St. Pete City Council has a whole lot more authority in the Pier selection process than originally thought – and certainly more than the Kriseman administration wants them to have.
It turns out, City Council CAN hijack the selection process. But it’s a little complicated.
Here’s the back story.
In a letter to the Pier Selection Committee, City Council and the mayor last month, St. Pete resident and Pier activist Bill Ballard asserted City Council could reject whatever ranking is put before them regarding a new Pier and kick off its own RFQ process.
His reasoning was that the city now owns the designs submitted during the latest design competition. It was a reasonable assertion, but it was debunked quickly by the city.
As SaintPetersblog reported on March 25, the only choice City Council has is to vote the ranking up or down. In the latest round of pleas to council to “respect the process,” Mayor Rick Kriseman warned that rejecting the ranking would mean the whole process would start over again.
Also reported in March, it wouldn’t. The only way the entire process would start anew would be if the Pier Selection Committee was disbanded, which the city has no intention of doing. Instead, they would have the option of simply coming up with a new ranking.
But, Ballard’s claim didn’t sit idle. In the latest report from Fox 13’s Steve Nichols, City Attorney John Wolfe acknowledged that Ballard’s idea could fly.
Specifically, Ballard said, “Council could adopt whatever resolution or ordinance may be required to select the Destination St. Pete concept as the pier project they wish to have built and to direct the issuance of an RFQ (Request for Qualification) for design services to implement that specific project.”
The original problem with that was simple – City Council can’t direct staff to do much of anything.
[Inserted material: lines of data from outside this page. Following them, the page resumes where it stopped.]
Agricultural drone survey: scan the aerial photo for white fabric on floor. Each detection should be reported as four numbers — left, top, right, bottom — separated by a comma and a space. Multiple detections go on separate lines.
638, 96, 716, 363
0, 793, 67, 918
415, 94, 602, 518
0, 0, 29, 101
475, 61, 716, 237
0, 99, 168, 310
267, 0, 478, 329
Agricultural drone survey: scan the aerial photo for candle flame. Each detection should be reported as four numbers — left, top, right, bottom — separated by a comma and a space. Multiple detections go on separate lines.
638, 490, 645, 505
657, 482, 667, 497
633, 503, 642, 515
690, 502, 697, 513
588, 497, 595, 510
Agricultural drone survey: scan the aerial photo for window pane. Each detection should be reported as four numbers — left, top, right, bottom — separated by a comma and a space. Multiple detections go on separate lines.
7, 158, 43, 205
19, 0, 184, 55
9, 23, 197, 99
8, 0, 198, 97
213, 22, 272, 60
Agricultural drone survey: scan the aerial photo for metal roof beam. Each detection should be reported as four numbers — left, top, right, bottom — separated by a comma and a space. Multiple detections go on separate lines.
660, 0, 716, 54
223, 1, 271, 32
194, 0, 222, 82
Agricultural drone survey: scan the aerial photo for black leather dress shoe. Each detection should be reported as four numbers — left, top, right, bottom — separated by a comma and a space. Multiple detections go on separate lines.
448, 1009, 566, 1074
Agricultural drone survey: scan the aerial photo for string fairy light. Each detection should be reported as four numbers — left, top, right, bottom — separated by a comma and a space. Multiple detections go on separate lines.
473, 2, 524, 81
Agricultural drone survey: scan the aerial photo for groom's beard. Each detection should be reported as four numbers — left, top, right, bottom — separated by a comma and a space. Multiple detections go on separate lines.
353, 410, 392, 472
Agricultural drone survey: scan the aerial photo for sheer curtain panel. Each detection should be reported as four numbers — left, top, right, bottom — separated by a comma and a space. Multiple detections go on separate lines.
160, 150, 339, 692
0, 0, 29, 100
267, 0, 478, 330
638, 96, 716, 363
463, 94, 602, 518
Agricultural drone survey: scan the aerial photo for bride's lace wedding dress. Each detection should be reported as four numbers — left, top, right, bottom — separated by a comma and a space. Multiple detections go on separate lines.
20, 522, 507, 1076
And there’s precedent here.
When Council unanimously approved a request for the city to look into a survey independently evaluating the Rays’ economic impact, Kriseman’s administration declined. And there wasn’t a thing Council could do to change that.
But the RFQ could be different. While the Rays issue is a divisive one, it has nowhere near the immediate impact the Pier has. When Kriseman rejected an economic impact study, it didn’t directly hinder process with Rays negotiations.
If his administration declined to put out an RFQ for a team to carry out the design and construction of the design of council’s choosing, they would be directly blocking progress.
While Council would still be bound by state law to follow a process that requires minimum qualifications and would still have to rank teams some how, this changes the game immensely, and that’s obvious by the public response from Kriseman’s administration.
Nichols tweeted a series of snippets of his breaking story, including, “switching out #newstpetepier designs would require same state mandated process to hire architects.”
What that means is, council could pick a design and then ask for bids to build it. Conceivably, that could mean the team behind Alma could wind up building Destination St. Pete Pier or vice versa.
Kriseman’s communications director responded to Nichols’ tweet.
“…which would mean starting all over again.”
So too did Kriseman’s chief of staff.
“Whole RFQ process; presentations, public outreach, feedback, rankings, etc. Au Reviour, my friend.”
Sounds like a couple of staffers not too happy with this turn of events.
Prior to this development, City Council wasn’t holding very many cards. The way it was explained to them, the public and reporters was they could vote yes or they could vote no.
And what would that get them? If they voted yes, they could end up with an angry mob of activists itching to launch petition drives. If they voted no, they were told, the whole process starts over.
If this new information is true, and who knows based on the back and forth nuance surrounding this debacle, it gives council a lot more reason to vote no if the selection committee sticks with the public’s least favorite pick – Alma.
It could also put some previous losers back into the mix. Blue Pier. Prospect Pier. Discover Bay Life and rePier could all start jumping back into the game in hopes of wooing City Council.
But it’s all a maybe, because one side of City Hall doesn’t seem to know what the other is doing.